The Hungarian government introduced the bill after the country’s birth rate fell to record monthly low in June 2024, despite the state offering generous financial incentives to prospective parents.
In oocyte donation, women generally in their 20s donate mature eggs that are fertilized with sperm usually via in vitro fertilization, or IVF. One or more embryos are transferred to the recipient, while the remaining embryos are either frozen for future cycles or discarded.
The Hungarian bishops underlined that the practice contravened Catholic teaching, which stresses that a child’s best interests are safeguarded only by natural conception within marriage and firmly opposes the destruction of human embryos.
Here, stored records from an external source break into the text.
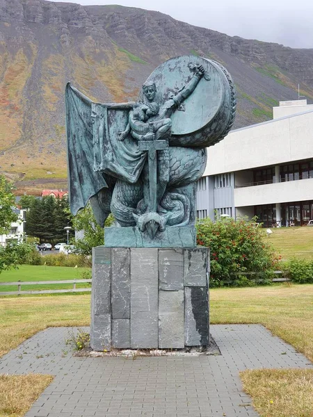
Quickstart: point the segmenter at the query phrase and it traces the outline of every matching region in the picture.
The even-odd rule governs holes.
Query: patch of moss
[[[199,54],[195,49],[191,49],[190,53],[191,54],[191,55],[194,55],[195,56],[199,56]]]
[[[264,65],[264,67],[256,67],[255,70],[260,74],[273,79],[276,83],[278,83],[278,84],[285,85],[285,83],[284,83],[280,77],[281,72],[276,67],[273,65]]]
[[[268,119],[272,118],[272,113],[270,111],[267,111],[264,108],[259,108],[257,107],[255,107],[252,109],[252,114],[254,116],[257,117],[267,117]]]
[[[280,104],[279,101],[278,101],[278,100],[275,100],[275,99],[273,99],[272,97],[267,96],[264,93],[262,93],[262,96],[259,97],[257,98],[260,101],[262,101],[262,103],[264,103],[264,104],[271,106],[271,107],[275,107],[275,106],[277,107]]]
[[[144,65],[147,64],[147,61],[143,60],[143,59],[141,59],[141,58],[139,58],[139,56],[134,55],[134,54],[131,54],[131,52],[129,52],[129,51],[127,51],[127,49],[125,49],[124,48],[118,48],[118,50],[120,51],[120,52],[123,52],[124,54],[126,54],[128,58],[134,63],[139,63],[140,64]]]

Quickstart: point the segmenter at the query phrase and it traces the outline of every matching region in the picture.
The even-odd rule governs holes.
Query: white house
[[[207,151],[198,218],[257,215],[265,227],[313,219],[313,105],[307,100],[280,101],[273,120],[232,131]]]
[[[25,229],[26,210],[13,209],[18,215],[18,220],[11,223],[8,234],[0,235],[0,245],[6,246],[8,241],[22,242]]]

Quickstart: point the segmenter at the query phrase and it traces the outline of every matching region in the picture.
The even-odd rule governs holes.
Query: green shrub
[[[293,258],[282,263],[281,270],[294,282],[313,284],[313,259]]]
[[[206,218],[196,227],[197,243],[210,248],[210,286],[271,282],[274,252],[264,240],[264,229],[255,222],[227,218],[214,222]]]

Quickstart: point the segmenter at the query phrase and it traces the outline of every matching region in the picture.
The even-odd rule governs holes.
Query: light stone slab
[[[95,247],[93,256],[92,314],[111,314],[111,248]]]
[[[184,250],[184,284],[186,286],[207,286],[207,247]]]
[[[130,320],[112,320],[112,348],[125,349],[130,347]]]
[[[175,291],[184,288],[184,256],[179,249],[159,250],[159,288]]]
[[[185,345],[206,346],[209,342],[207,287],[185,287]]]
[[[112,318],[130,318],[130,250],[112,248]]]
[[[159,291],[159,348],[184,348],[184,290]]]
[[[158,250],[131,249],[131,348],[158,347]]]

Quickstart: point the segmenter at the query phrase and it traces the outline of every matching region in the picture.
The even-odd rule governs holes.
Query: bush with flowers
[[[196,227],[198,245],[210,248],[211,287],[271,282],[278,259],[255,219],[206,218]]]

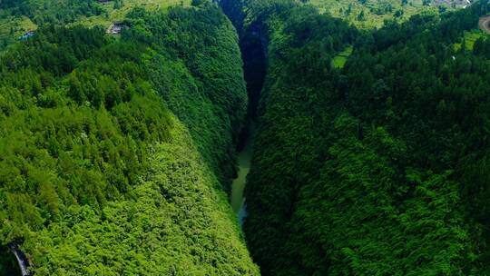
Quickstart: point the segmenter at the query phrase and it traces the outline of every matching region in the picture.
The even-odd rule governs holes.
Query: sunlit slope
[[[94,25],[109,27],[114,22],[124,20],[126,15],[134,7],[142,7],[148,11],[164,11],[170,6],[189,6],[190,5],[191,0],[123,0],[121,5],[112,1],[101,4],[104,11],[103,15],[92,16],[82,15],[73,25],[81,24],[89,27]]]
[[[247,101],[234,28],[211,4],[129,20],[118,40],[41,27],[2,54],[0,256],[20,243],[35,275],[258,275],[224,188]]]
[[[385,20],[406,21],[419,13],[463,7],[461,1],[424,0],[309,0],[320,12],[347,20],[360,28],[380,27]],[[454,5],[453,5],[454,3]],[[467,5],[467,4],[466,4]]]

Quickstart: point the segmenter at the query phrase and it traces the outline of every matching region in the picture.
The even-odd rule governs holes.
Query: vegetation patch
[[[346,64],[347,60],[348,59],[350,54],[352,54],[353,49],[354,47],[352,45],[349,45],[344,51],[338,53],[332,59],[332,65],[338,69],[344,68],[344,65]]]

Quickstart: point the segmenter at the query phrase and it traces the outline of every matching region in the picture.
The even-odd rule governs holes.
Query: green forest
[[[0,0],[0,275],[490,275],[488,0],[142,2]]]

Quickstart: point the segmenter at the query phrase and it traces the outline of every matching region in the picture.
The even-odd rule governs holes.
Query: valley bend
[[[0,0],[0,275],[490,275],[489,23]]]

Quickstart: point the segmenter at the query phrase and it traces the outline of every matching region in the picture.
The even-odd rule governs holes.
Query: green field
[[[191,0],[123,0],[122,6],[115,9],[114,3],[109,2],[102,5],[107,14],[98,16],[81,16],[80,20],[73,25],[83,25],[85,26],[102,25],[109,27],[113,22],[122,21],[126,15],[136,6],[144,7],[147,10],[166,9],[172,5],[190,5]]]
[[[423,10],[437,10],[424,6],[422,0],[407,1],[406,5],[400,0],[367,0],[365,4],[358,0],[310,0],[309,3],[318,7],[321,13],[347,20],[359,28],[378,28],[385,20],[405,21]]]
[[[480,37],[485,37],[488,34],[485,34],[481,30],[474,30],[471,32],[465,32],[465,45],[466,49],[473,51],[473,45],[475,44],[475,42],[478,40]],[[461,43],[455,44],[455,50],[461,49],[461,45],[463,44],[463,41]]]
[[[332,60],[332,66],[335,68],[344,68],[344,65],[346,64],[346,62],[348,58],[352,54],[353,47],[350,45],[347,47],[344,51],[338,53],[336,56],[334,56]]]

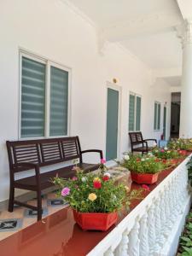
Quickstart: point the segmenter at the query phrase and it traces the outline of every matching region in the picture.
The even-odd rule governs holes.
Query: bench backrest
[[[27,170],[18,167],[22,162],[38,163],[45,166],[80,158],[78,137],[6,142],[10,170],[14,172]]]
[[[129,132],[130,142],[131,147],[133,145],[141,144],[143,143],[143,135],[141,131]]]

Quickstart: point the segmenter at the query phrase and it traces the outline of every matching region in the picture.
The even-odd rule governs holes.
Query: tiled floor
[[[29,201],[27,203],[37,205],[36,200]],[[67,207],[63,200],[58,199],[55,193],[44,195],[42,199],[43,218]],[[7,210],[0,212],[0,240],[20,230],[37,221],[36,212],[27,208],[16,207],[13,212]],[[31,213],[31,214],[30,214]]]

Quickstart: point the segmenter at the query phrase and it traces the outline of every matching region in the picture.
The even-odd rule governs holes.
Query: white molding
[[[98,29],[97,25],[89,17],[87,16],[79,8],[78,8],[75,4],[72,3],[68,0],[60,0],[62,3],[66,4],[71,10],[73,10],[76,15],[78,15],[81,19],[84,20],[84,21],[88,22],[93,28]]]
[[[102,33],[111,42],[119,42],[130,38],[141,37],[172,30],[183,20],[177,9],[139,16],[103,29]]]

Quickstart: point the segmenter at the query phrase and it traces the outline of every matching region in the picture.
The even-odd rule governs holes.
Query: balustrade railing
[[[88,256],[173,256],[190,205],[186,158]]]

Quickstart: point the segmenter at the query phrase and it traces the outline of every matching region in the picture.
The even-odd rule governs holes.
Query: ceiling
[[[88,16],[102,38],[120,43],[151,69],[182,67],[182,47],[175,28],[183,17],[176,0],[65,1]],[[180,84],[176,80],[166,75],[170,84]]]
[[[181,77],[180,76],[167,77],[167,78],[164,78],[164,79],[172,87],[181,86]]]
[[[133,38],[121,42],[151,68],[172,68],[182,64],[182,47],[174,31]]]
[[[100,27],[108,27],[127,20],[175,9],[175,0],[69,0]]]

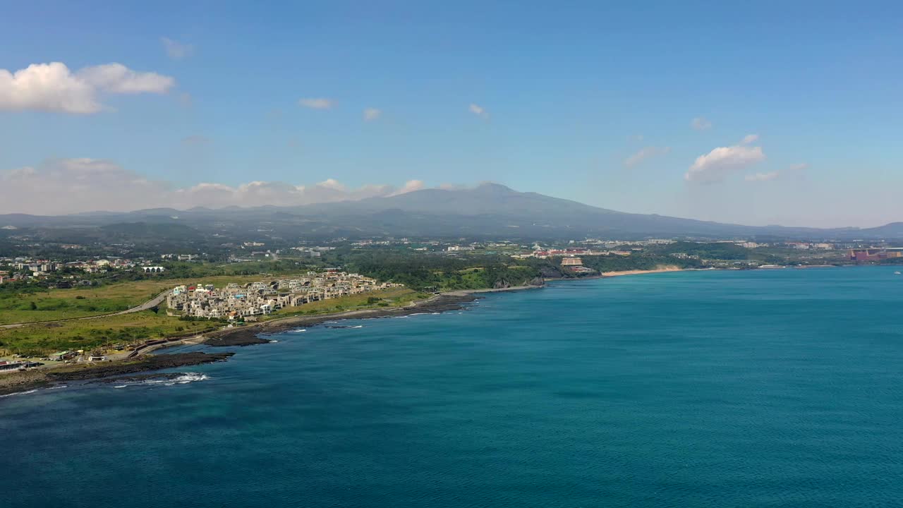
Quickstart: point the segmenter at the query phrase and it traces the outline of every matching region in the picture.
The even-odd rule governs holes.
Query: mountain
[[[19,228],[98,227],[117,223],[182,224],[199,231],[233,234],[265,230],[285,239],[368,236],[505,237],[573,239],[584,236],[638,239],[797,238],[898,239],[903,222],[879,228],[785,228],[743,226],[656,214],[626,213],[536,193],[518,193],[498,183],[470,189],[424,189],[388,197],[317,203],[219,210],[192,208],[92,212],[42,217],[0,215],[0,226]],[[135,229],[141,230],[141,228]]]

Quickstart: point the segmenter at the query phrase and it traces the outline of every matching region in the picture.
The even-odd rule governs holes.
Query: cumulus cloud
[[[323,98],[302,99],[298,104],[311,109],[330,109],[333,105],[331,99]]]
[[[489,112],[487,112],[486,108],[484,108],[482,106],[479,106],[477,104],[470,104],[470,106],[468,106],[467,108],[471,113],[473,113],[474,115],[478,116],[478,117],[479,117],[481,118],[489,118]]]
[[[206,143],[190,136],[187,144]],[[253,181],[238,185],[206,182],[178,187],[152,180],[104,159],[54,159],[36,166],[0,171],[0,213],[52,215],[98,210],[195,206],[297,206],[397,195],[424,188],[411,180],[402,187],[369,183],[349,188],[330,178],[312,185]]]
[[[733,172],[749,167],[765,159],[760,146],[719,146],[704,155],[696,157],[684,175],[687,182],[721,182]]]
[[[690,127],[696,130],[706,130],[712,128],[712,122],[703,117],[696,117],[695,118],[690,120]]]
[[[33,63],[10,72],[0,69],[0,110],[51,111],[88,115],[103,109],[103,93],[166,93],[175,80],[156,72],[136,72],[121,63],[71,72],[66,64]]]
[[[647,159],[658,155],[664,155],[670,151],[670,146],[646,146],[625,159],[624,165],[627,167],[634,167]]]
[[[184,44],[169,37],[161,37],[160,42],[163,42],[166,54],[172,60],[182,60],[194,52],[194,46],[191,44]]]
[[[756,173],[754,174],[747,174],[744,178],[747,182],[768,182],[769,180],[775,180],[780,176],[780,173],[777,171],[771,171],[768,173]]]
[[[407,193],[413,193],[414,191],[419,191],[424,188],[423,180],[408,180],[405,183],[401,189],[389,194],[390,196],[397,196],[398,194],[406,194]]]
[[[799,163],[791,165],[785,171],[771,171],[768,173],[756,173],[754,174],[747,174],[745,180],[747,182],[768,182],[770,180],[777,180],[780,178],[782,174],[787,173],[797,173],[809,167],[809,165],[805,163]]]

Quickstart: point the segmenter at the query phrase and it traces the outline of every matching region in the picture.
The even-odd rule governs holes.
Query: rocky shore
[[[278,334],[299,326],[313,326],[328,321],[340,319],[373,319],[377,317],[395,317],[410,315],[412,314],[446,312],[462,310],[464,304],[478,299],[470,292],[445,294],[433,296],[415,306],[396,308],[376,308],[355,310],[323,315],[294,315],[265,321],[257,325],[250,325],[240,328],[229,328],[208,334],[204,344],[210,346],[245,346],[268,343],[269,340],[260,337],[261,334]]]
[[[228,360],[234,353],[180,353],[142,356],[140,358],[84,363],[59,369],[36,369],[23,372],[13,372],[0,376],[0,396],[21,393],[33,390],[52,388],[56,384],[98,380],[118,379],[116,376],[173,369],[201,363],[212,363]]]

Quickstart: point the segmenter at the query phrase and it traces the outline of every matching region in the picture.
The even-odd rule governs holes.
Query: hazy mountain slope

The bishops said: “Oocyte donation — and the experience of other countries where it has been introduced supports this — widely opens the way for surrogacy, the acquisition of a child ‘on demand,’ or access to children for same-sex couples.”
The current bill would not extend to same-sex couples or single people. The bill’s supporters argue that it would avoid commercializing the practice because it would cap compensation payments.
The bishops expressed support for alternative treatments for infertility in line with Catholic teaching, such as NaProTechnology.
They said: “The consequences of a wrong decision become embedded in social practice for decades. If we truly want to protect and help the family, we must not support paths that, in the long run, destroy the natural and divine order of the family itself.”
“We ask legislators, representatives of the scientific community, and all people of good will to truly take every correct step for the sake of having children, but while doing so, to always respect the child’s right to be conceived within marriage and to grow up in the love of their parents.”
Hungary, a country of around 9.6 million people neighboring Austria, Croatia, Romania, Serbia, Slovakia, Slovenia, and Ukraine, has been led continuously since 2010 by Prime Minister Viktor Orbán, leader of the Fidesz party. Orbán, a Calvinist, has presented Hungary as a defender of Christian values within the largely secular European Union, a supranational union of 27 member states.
A Dec. 5 analysis by the theologian Zoltán Csizmadia, published by the Hungarian Catholic website Szemlélek, said the bishops’ statement was a politically significant intervention.
“In recent years, the Hungarian Catholic leadership has rarely openly criticized the government’s bioethical or family policy decisions, even when they deviated from Church teaching,” Csizmadia wrote.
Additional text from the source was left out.